As Barry steps onto the platform, he feels a lightness of being. The man with the pencil mustache and knee-breeches is not to be seen. At the other end of the station, the young woman is getting off the train. He’s not sure if it is the same woman. She looks older, but he can’t be sure. She beckons him to follow, and he does.
A black taxi is waiting. The illuminated sign reads Taxi for the Galaxy.
They get in. The padded door closes with a satisfying thunk, and the taxi driver turns and looks at them.
“The Sofa Club at the End of the World is it, governor?
Barry gawps.
“The sofa club will do nicely,” interrupts the woman. She is dressed for it with elegance, comfort, and pearl earrings. Barry can see that this woman is much older, maybe 40, and self-assured.
It seems no time has passed before the taxi makes an abrupt halt at The Sofa Club at the End of the World.

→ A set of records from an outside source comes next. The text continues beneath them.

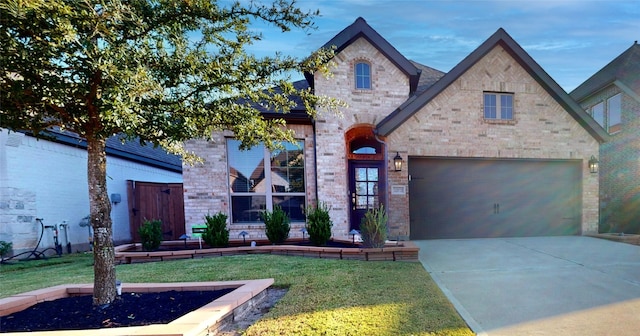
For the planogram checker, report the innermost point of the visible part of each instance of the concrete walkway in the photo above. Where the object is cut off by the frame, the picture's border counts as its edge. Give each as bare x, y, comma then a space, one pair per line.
539, 286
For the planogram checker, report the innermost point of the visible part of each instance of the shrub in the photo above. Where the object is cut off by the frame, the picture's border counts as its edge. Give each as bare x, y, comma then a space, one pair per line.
373, 228
151, 234
5, 247
276, 225
319, 224
216, 233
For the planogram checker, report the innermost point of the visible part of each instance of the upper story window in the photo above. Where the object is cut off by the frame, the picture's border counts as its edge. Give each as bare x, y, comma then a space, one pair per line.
608, 115
597, 112
363, 76
498, 106
614, 113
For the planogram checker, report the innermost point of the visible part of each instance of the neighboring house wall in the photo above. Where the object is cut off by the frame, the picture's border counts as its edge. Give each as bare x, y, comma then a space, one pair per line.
390, 88
45, 179
452, 125
206, 184
619, 167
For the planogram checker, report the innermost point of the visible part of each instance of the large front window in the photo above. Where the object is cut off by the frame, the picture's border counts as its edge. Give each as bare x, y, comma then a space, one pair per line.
253, 190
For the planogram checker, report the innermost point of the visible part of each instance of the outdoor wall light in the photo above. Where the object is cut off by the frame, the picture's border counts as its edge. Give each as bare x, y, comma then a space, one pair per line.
116, 198
353, 233
593, 165
397, 162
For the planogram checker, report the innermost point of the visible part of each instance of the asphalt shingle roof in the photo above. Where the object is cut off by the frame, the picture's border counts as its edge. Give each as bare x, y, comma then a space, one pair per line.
624, 68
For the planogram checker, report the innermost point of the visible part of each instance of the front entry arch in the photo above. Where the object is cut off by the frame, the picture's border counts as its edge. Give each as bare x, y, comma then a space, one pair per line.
367, 173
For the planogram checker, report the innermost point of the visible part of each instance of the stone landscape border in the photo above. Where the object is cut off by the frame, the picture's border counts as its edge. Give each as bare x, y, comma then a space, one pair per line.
205, 320
400, 251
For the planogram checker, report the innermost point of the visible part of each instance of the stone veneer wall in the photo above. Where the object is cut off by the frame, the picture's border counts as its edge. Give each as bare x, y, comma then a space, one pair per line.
452, 125
390, 88
206, 185
619, 167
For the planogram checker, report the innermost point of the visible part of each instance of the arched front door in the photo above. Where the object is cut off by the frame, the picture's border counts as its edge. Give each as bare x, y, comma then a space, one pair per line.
367, 173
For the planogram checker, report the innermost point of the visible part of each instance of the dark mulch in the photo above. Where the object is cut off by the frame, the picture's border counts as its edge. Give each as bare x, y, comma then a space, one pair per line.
130, 309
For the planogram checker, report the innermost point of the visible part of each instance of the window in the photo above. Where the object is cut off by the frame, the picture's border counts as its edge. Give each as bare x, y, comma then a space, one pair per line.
498, 106
614, 113
611, 117
253, 190
597, 112
363, 76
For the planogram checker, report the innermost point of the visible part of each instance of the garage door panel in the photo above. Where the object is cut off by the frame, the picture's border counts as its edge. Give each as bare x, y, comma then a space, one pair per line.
467, 198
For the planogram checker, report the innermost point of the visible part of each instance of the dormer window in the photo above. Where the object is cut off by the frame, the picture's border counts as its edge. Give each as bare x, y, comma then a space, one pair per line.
363, 76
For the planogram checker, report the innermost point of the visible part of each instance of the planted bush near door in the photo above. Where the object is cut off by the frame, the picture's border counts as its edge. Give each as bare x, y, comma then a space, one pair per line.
216, 233
5, 248
151, 234
373, 228
319, 224
276, 225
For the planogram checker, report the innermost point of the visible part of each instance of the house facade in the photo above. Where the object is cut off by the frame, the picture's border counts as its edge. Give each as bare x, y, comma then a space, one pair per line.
612, 97
493, 148
48, 179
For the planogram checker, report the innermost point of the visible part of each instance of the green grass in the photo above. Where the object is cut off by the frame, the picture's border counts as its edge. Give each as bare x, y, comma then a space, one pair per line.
325, 297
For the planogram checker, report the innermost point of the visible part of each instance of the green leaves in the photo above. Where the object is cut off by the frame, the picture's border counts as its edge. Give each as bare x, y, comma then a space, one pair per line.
164, 71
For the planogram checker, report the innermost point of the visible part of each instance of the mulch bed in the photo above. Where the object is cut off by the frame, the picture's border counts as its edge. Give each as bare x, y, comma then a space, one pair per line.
130, 309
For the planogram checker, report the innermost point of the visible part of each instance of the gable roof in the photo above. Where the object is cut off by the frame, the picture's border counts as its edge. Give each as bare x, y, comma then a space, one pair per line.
500, 37
360, 28
428, 76
625, 68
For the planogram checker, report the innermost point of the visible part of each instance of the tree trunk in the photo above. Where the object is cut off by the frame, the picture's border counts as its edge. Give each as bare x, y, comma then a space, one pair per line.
104, 280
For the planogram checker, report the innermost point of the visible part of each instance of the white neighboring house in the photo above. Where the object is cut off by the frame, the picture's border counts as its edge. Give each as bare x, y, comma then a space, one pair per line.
48, 179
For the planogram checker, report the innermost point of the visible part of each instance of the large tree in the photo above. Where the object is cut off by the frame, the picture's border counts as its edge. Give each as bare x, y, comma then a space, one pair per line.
159, 71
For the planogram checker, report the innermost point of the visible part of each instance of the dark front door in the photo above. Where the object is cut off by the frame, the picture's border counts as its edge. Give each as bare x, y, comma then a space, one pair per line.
366, 187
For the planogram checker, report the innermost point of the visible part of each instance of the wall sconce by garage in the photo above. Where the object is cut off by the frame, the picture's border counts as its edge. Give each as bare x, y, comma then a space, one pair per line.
593, 164
397, 162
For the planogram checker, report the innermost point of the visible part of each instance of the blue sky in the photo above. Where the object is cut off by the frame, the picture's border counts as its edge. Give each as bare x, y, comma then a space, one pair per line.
570, 39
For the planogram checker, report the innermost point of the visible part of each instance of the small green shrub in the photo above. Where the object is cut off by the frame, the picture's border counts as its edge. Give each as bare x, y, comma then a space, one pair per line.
373, 228
216, 234
5, 248
276, 225
319, 224
151, 234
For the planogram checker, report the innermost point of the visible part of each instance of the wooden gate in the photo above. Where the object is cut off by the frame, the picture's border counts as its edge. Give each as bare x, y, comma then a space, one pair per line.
163, 201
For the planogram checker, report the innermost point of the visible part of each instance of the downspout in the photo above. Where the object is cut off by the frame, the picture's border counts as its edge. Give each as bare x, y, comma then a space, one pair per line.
386, 167
315, 158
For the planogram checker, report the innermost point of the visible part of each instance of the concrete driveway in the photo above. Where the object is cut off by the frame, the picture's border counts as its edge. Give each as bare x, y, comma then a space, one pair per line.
539, 286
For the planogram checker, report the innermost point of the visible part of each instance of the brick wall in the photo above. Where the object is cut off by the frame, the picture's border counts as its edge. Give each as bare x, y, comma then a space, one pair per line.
619, 167
452, 125
390, 87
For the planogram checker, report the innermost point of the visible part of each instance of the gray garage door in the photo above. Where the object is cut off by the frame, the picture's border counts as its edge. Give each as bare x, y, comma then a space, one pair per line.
473, 198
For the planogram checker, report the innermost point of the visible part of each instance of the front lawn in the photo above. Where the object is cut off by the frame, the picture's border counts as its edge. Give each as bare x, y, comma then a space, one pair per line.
326, 297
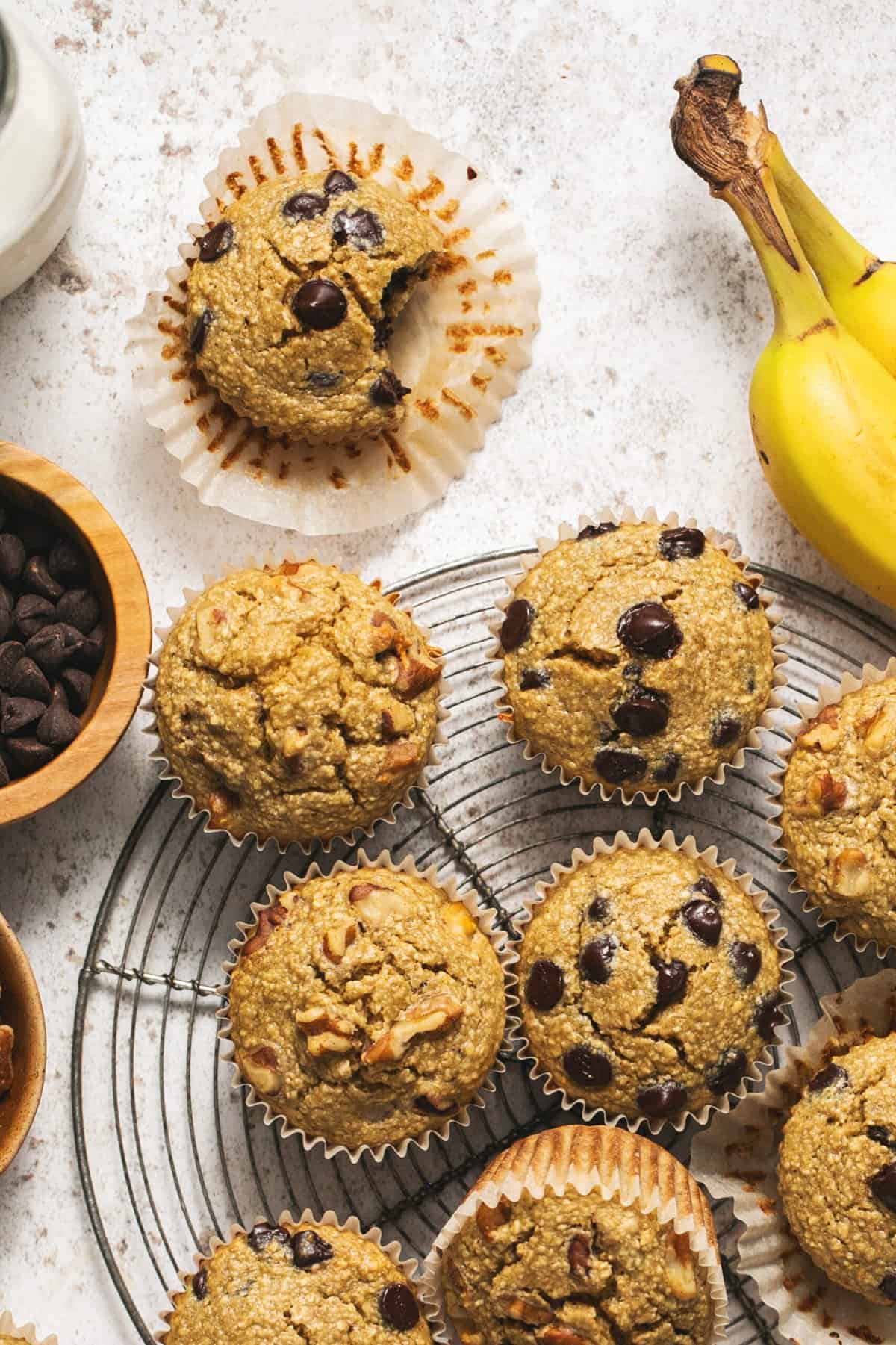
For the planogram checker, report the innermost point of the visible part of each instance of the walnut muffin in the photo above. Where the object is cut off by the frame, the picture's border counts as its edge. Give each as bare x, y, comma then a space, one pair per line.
839, 811
637, 656
845, 1123
307, 1282
367, 1007
292, 299
298, 703
650, 984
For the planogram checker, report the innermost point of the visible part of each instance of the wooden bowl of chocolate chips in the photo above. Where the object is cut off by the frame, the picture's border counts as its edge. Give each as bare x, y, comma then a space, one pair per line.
75, 633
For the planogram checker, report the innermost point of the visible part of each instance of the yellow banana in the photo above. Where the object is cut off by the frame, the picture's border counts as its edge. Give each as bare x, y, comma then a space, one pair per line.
822, 408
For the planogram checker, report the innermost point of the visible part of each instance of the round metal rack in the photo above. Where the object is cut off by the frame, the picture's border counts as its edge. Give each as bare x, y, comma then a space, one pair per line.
169, 1155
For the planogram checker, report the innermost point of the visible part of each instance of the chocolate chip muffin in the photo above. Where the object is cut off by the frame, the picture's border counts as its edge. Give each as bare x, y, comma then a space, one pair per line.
298, 1282
367, 1007
839, 817
637, 656
292, 299
650, 984
845, 1125
298, 703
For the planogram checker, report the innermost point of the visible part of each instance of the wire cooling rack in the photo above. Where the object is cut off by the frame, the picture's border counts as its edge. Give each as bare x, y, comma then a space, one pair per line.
169, 1155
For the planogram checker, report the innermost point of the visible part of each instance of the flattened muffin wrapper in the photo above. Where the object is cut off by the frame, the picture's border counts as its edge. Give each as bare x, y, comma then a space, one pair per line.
763, 904
584, 1158
829, 695
407, 1264
738, 1158
461, 344
485, 918
167, 772
567, 533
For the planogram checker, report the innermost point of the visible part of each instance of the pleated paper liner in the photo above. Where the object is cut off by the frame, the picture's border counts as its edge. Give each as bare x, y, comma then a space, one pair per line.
485, 919
738, 1158
329, 1219
567, 533
196, 809
590, 1158
763, 905
461, 344
829, 695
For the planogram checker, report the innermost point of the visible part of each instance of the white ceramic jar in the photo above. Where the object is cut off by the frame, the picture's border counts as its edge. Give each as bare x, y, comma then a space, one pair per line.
42, 163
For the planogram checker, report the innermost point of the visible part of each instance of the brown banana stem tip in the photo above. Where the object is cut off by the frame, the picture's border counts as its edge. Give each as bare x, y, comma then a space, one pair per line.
716, 136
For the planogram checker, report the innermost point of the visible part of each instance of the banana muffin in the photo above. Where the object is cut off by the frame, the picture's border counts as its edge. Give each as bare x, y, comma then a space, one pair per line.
650, 984
296, 1282
298, 703
839, 817
292, 299
637, 656
367, 1007
845, 1125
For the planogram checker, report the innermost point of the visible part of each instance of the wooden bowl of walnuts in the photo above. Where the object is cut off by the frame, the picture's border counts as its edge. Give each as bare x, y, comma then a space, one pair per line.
75, 633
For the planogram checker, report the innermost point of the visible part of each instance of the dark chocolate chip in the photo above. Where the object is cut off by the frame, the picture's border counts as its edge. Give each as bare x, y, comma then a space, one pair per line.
597, 960
617, 765
308, 1250
746, 960
544, 985
728, 1071
305, 206
662, 1099
704, 922
217, 243
650, 628
517, 623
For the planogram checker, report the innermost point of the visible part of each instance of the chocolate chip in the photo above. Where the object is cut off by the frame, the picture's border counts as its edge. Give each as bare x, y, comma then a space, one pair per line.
704, 922
362, 229
545, 985
387, 389
597, 958
747, 594
746, 960
337, 182
642, 715
587, 1067
672, 978
517, 623
728, 1071
399, 1308
662, 1099
649, 628
308, 1250
617, 765
217, 241
305, 206
535, 678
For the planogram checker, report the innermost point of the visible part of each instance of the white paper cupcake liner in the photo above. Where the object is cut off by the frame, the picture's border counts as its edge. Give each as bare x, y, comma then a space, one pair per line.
167, 772
408, 1266
617, 1164
461, 346
829, 695
763, 904
485, 918
567, 533
738, 1158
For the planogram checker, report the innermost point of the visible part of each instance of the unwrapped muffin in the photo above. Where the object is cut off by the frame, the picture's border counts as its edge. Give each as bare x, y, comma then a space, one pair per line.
292, 297
637, 655
366, 1007
298, 703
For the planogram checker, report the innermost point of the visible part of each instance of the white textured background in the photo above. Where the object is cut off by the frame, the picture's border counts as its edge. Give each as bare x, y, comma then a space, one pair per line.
653, 314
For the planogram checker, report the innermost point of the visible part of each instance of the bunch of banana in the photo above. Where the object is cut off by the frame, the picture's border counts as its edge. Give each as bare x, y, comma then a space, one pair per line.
822, 400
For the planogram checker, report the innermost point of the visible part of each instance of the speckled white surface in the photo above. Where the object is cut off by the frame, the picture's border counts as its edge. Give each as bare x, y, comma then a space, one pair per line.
653, 317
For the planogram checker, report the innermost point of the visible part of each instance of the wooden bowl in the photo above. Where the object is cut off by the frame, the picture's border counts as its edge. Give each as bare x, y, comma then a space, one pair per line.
22, 1009
117, 580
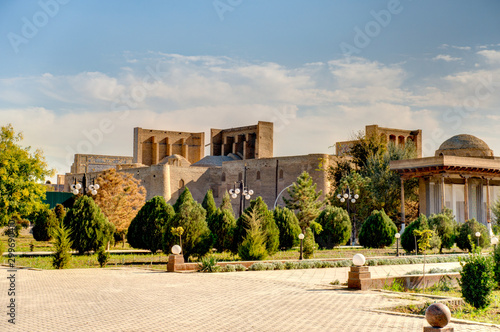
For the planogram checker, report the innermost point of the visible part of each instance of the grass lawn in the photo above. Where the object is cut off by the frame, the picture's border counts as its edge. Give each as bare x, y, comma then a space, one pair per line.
463, 311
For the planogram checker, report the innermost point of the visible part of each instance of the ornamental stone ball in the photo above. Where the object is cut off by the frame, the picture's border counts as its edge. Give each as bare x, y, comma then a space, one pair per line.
438, 315
358, 260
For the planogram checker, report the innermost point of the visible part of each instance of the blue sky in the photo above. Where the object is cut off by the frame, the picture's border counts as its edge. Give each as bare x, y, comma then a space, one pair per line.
321, 70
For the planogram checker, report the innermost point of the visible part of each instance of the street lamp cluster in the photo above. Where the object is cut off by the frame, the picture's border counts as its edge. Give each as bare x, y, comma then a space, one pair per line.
76, 187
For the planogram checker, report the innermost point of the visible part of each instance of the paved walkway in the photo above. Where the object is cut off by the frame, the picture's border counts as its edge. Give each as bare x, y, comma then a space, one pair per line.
129, 299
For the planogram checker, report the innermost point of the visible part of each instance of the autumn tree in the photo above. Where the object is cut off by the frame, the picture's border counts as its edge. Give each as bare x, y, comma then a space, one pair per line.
120, 197
22, 173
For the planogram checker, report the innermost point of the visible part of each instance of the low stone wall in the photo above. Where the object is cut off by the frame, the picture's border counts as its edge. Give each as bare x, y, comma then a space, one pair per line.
412, 281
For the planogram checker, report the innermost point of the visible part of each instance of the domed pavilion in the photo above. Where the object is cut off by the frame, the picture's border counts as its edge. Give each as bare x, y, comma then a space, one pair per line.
463, 176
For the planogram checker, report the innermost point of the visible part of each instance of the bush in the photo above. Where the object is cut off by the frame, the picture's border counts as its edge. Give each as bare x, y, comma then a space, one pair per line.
146, 229
467, 235
336, 227
89, 228
377, 231
45, 222
288, 226
253, 247
62, 246
496, 266
208, 264
222, 225
477, 280
408, 238
190, 215
102, 256
266, 223
60, 212
309, 244
445, 225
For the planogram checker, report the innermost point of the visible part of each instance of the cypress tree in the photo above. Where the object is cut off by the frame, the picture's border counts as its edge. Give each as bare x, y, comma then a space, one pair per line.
62, 246
146, 229
89, 228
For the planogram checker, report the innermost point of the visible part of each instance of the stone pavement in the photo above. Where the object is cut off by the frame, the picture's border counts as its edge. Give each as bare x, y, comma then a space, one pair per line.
128, 299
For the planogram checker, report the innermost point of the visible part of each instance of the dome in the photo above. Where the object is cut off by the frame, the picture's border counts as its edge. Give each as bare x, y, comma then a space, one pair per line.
465, 146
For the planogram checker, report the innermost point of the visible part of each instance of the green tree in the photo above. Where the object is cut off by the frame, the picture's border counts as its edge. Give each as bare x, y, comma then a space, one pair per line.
408, 238
377, 231
288, 226
309, 243
466, 236
189, 215
89, 227
45, 222
267, 224
222, 225
253, 246
60, 212
477, 280
226, 203
146, 229
22, 174
304, 200
336, 227
209, 204
444, 225
62, 246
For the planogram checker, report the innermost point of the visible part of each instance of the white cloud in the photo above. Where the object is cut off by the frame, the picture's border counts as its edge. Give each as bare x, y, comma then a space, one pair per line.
445, 57
327, 102
491, 56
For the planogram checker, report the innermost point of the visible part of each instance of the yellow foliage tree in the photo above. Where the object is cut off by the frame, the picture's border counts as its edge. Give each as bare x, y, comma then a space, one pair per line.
120, 197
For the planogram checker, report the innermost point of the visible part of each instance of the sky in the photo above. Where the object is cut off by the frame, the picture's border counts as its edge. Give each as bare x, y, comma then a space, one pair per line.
77, 76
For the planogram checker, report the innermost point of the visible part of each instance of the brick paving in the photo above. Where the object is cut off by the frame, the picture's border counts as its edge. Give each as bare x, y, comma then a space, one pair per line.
130, 299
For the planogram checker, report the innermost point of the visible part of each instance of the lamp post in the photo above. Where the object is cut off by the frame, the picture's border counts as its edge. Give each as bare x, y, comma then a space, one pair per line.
347, 196
301, 238
397, 235
494, 242
77, 186
478, 235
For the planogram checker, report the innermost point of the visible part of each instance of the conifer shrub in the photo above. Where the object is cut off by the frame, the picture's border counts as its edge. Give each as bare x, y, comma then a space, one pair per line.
466, 236
336, 226
377, 231
102, 256
191, 216
209, 204
222, 224
146, 229
266, 223
89, 228
62, 246
60, 212
309, 243
288, 226
408, 239
253, 246
477, 280
45, 222
445, 226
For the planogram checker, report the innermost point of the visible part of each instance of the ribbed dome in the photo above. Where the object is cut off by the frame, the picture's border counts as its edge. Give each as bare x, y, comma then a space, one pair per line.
465, 146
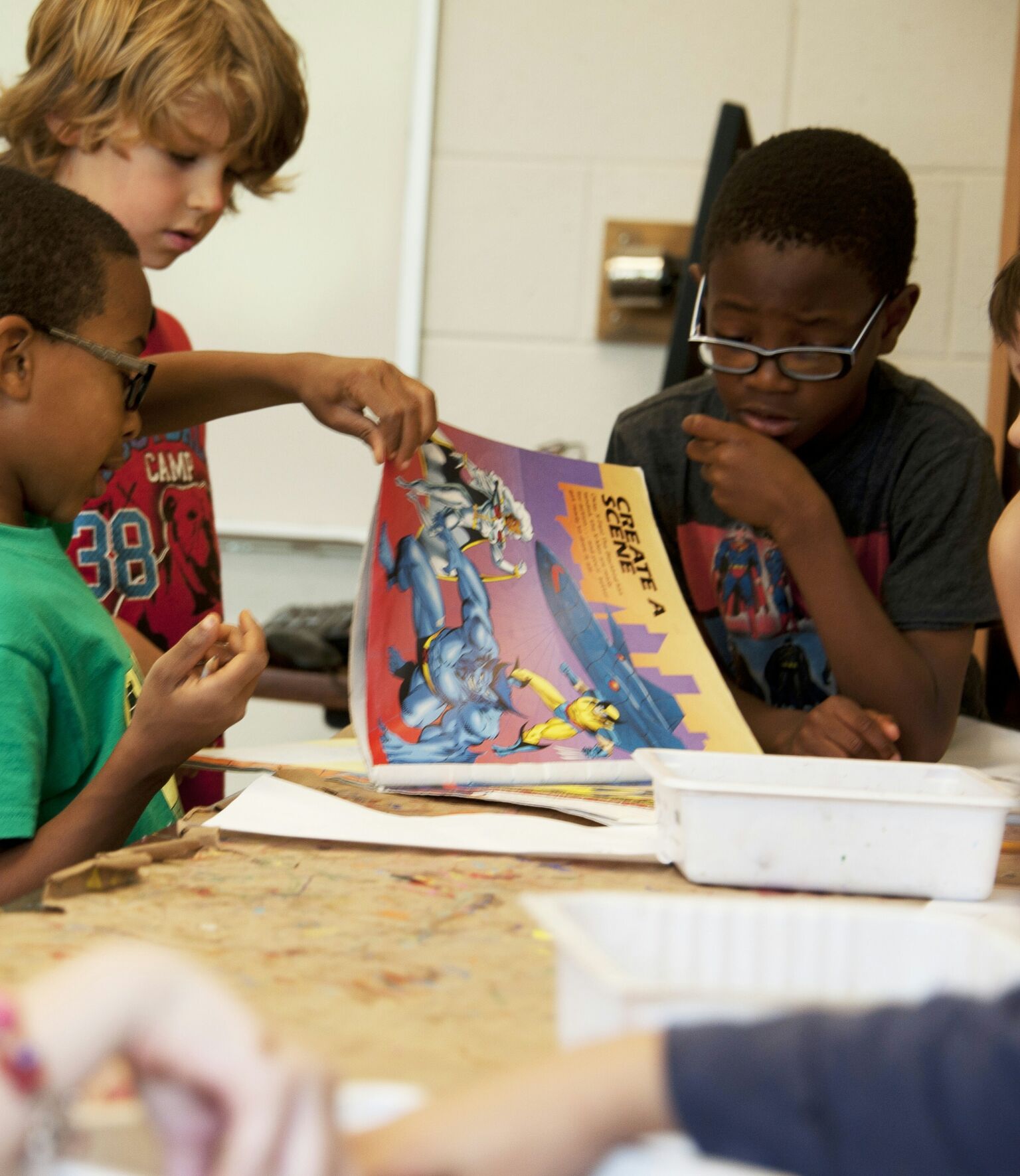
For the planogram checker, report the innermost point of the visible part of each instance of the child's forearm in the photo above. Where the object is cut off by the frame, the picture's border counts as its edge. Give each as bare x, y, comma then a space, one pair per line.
1004, 556
195, 387
914, 677
99, 819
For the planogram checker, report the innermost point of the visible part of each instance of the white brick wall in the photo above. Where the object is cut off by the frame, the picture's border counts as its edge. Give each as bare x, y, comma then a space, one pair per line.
554, 116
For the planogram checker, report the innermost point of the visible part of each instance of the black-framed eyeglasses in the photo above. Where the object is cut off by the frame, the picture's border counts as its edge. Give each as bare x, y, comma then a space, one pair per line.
138, 371
808, 365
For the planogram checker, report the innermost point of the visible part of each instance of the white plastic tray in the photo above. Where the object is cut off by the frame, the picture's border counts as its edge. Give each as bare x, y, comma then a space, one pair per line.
645, 961
850, 826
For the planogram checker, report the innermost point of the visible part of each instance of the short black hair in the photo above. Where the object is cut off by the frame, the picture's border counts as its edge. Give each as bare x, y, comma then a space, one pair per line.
829, 189
53, 250
1004, 306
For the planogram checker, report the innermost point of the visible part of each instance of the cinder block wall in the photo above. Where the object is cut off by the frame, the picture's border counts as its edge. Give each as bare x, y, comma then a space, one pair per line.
554, 116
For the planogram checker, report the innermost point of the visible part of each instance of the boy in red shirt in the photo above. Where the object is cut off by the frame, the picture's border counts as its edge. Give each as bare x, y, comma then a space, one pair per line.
157, 112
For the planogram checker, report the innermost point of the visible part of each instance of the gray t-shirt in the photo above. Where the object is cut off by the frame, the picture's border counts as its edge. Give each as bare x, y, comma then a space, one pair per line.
913, 485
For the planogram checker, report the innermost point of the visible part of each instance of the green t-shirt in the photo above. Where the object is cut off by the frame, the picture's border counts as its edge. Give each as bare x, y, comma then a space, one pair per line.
68, 685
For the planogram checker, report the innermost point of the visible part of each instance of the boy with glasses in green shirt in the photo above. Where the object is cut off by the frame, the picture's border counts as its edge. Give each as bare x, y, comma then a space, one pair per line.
87, 755
826, 514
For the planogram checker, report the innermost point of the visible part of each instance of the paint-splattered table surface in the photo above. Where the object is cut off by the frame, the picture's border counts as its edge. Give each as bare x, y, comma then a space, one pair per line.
414, 966
402, 965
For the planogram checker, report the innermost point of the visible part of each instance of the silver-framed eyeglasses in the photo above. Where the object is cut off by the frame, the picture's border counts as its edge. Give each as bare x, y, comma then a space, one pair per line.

The woman gets out first. She walks up the steps, past the doorman, through the open doors, and down the long marble antechamber toward the vast window of stars. Sofas are tastefully arranged at the base of columns supporting the glass ceiling. Aspidistras and potted palms abound.
And then the indescribable happens. As Barry walks up the steps to follow her, he stops and turns around. For an instant, Barry sees into the nature of Being and Time. He merges with the cosmos and perceives time and creation in its entirety, the birth and death of galaxies, universes, the rise and fall of species, civilizations, and the tiny atomic worlds within worlds, the spark of the quark. And he feels the pain and pleasure of every creature that has ever existed.
Then it’s over.
A white-gloved hand stops him at the top of the stairs. The doorman tells him there’s been an administrative error. He puts Barry back into the cab and hands a note to the driver.
As the taxi pulls away, Barry looks over his shoulder at the diminishing splendor of The Sofa Club at the End of the World.